Most threatening of all perhaps, at least from the mullahs’ perspective, is culturally and ideologically destabilising support across the western world for the ongoing struggle for women’s rights inside Iran – and for an end to executions, torture, censorship and clerical repression. Like their peers inside the country, thousands of demonstrators gathered in London this weekend to demand a new, free Iran. The old order trembles.
Was Iran’s descent into domestic tyranny and international pariah status inevitable? Moderate presidents Mohammad Khatami (1997-2005) and Hassan Rouhani (2013-21) encouraged hopes of rapprochement with the west and more progressive policies at home. That they ultimately failed was in part attributable to the hostility of hardliners and conservative control of the Majlis (parliament).
Would-be reformers also struggled with a powerful, corrupt IRGC and the baleful influence of its chief, the fiercely anti-American supreme leader, Ayatollah Ali Khamenei. It is at him, principally, that the wrath of those protesting against the death of Mahsa Amini is aimed. If Iran is to change, they rightly insist, Khamenei must go.
The regime’s slide into lawless illegitimacy is Khamenei’s dire legacy. So, too, is a succession of bad foreign policy choices, typified by his “look east” strategy favouring ties with Russia and China over the west. Yet policy mistakes and complacency by politicians in the west have also contributed to the crisis.
Barack Obama tried hard to make engagement work. The result was the 2015 nuclear deal. But Republicans in Congress blocked the across-the-board easing of sanctions that Tehran expected. That failure to deliver undercut Rouhani and the reformers politically as Iranians’ economic plight inexorably worsened.
Western policy further shredded with the advent of Trump. Egged on by Benjamin Netanyahu, Israel’s hard-right prime minister, he reneged on the nuclear deal in 2018. Iran has since greatly increased its weapons-related capabilities. What Trump and Netanyahu said they most feared – a nuclear-armed Iran – has been brought closer by their political machinations.
Obama’s decision not to intervene directly in Syria’s civil war left the door open to the IRGC and its ally, Russia. Likewise, the west’s failure to seriously address the Israel-Palestine conflict allowed Iran’s hardliners to grow their influence with Hezbollah in Lebanon and Hamas in Gaza. Meanwhile, Israel’s escalating “shadow war” brought a series of provocative assassinations of Iranian officials and scientists.
With Iran now positioned as Russia’s major wartime ally, the potential for these various strands of conflict to merge into a large confrontation is obvious.
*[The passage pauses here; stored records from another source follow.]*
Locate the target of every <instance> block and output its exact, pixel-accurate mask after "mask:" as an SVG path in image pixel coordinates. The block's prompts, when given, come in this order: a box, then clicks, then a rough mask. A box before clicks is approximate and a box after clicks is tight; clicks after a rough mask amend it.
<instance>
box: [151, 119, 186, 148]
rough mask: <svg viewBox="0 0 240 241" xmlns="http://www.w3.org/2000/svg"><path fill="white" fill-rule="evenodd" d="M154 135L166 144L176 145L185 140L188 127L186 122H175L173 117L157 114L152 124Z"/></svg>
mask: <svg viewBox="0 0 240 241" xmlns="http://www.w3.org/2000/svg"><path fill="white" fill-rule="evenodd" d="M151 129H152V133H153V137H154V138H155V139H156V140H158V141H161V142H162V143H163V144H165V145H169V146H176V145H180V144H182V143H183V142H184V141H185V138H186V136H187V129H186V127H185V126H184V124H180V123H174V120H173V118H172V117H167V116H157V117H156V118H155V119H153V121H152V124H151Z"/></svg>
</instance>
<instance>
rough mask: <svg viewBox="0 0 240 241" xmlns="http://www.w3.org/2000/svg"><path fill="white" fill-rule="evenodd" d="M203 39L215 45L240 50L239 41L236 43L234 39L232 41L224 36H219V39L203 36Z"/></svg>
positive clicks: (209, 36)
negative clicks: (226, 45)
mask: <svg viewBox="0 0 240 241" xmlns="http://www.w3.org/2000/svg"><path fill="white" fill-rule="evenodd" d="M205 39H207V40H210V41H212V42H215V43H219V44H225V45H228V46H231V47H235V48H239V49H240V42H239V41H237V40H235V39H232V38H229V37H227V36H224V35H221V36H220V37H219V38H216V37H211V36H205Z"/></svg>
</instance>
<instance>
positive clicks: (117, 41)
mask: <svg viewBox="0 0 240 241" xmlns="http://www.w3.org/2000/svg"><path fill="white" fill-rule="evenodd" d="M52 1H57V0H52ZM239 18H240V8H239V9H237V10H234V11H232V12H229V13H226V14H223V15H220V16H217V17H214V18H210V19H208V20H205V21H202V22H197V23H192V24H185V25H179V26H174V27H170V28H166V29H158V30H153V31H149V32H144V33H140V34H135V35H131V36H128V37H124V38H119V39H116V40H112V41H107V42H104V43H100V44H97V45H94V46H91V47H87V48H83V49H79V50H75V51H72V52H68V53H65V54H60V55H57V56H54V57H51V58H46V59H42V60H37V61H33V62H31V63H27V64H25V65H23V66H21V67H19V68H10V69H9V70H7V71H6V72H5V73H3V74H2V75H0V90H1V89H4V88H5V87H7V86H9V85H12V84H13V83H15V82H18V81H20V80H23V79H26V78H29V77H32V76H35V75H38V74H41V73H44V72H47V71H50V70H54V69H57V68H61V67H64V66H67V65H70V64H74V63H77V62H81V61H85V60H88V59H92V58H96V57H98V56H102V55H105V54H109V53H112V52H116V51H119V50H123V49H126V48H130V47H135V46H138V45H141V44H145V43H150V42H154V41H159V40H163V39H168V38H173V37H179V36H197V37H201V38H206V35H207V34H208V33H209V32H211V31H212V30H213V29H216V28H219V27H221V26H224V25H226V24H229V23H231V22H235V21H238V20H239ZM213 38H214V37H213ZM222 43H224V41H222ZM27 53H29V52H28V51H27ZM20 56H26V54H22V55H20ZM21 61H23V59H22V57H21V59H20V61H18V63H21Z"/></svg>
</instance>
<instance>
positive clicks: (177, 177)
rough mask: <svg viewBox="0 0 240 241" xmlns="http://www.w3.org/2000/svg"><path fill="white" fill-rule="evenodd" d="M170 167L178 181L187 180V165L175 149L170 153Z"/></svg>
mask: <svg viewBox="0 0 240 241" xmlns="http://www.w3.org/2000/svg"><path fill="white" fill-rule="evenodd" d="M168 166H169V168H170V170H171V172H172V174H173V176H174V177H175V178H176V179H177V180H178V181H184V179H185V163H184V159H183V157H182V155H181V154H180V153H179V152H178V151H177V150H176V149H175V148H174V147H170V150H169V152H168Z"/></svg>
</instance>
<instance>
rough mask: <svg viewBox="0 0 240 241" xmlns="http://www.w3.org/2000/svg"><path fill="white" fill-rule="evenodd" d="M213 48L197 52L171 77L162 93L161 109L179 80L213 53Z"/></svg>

Yet, surprisingly, there is little discussion in western countries about what to do. Do the US and its allies seek regime change in Iran? If so, do they plan to actively assist the protesters?
If not, then a rethink is urgently required about how best to rebuild a constructive dialogue with the majority of Iranians who reject their country’s increasingly desperate, illegitimate leadership – and dream of a prosperous, democratic future. What, exactly, is the west’s policy towards Iran? A fresh start is needed, before it’s too late.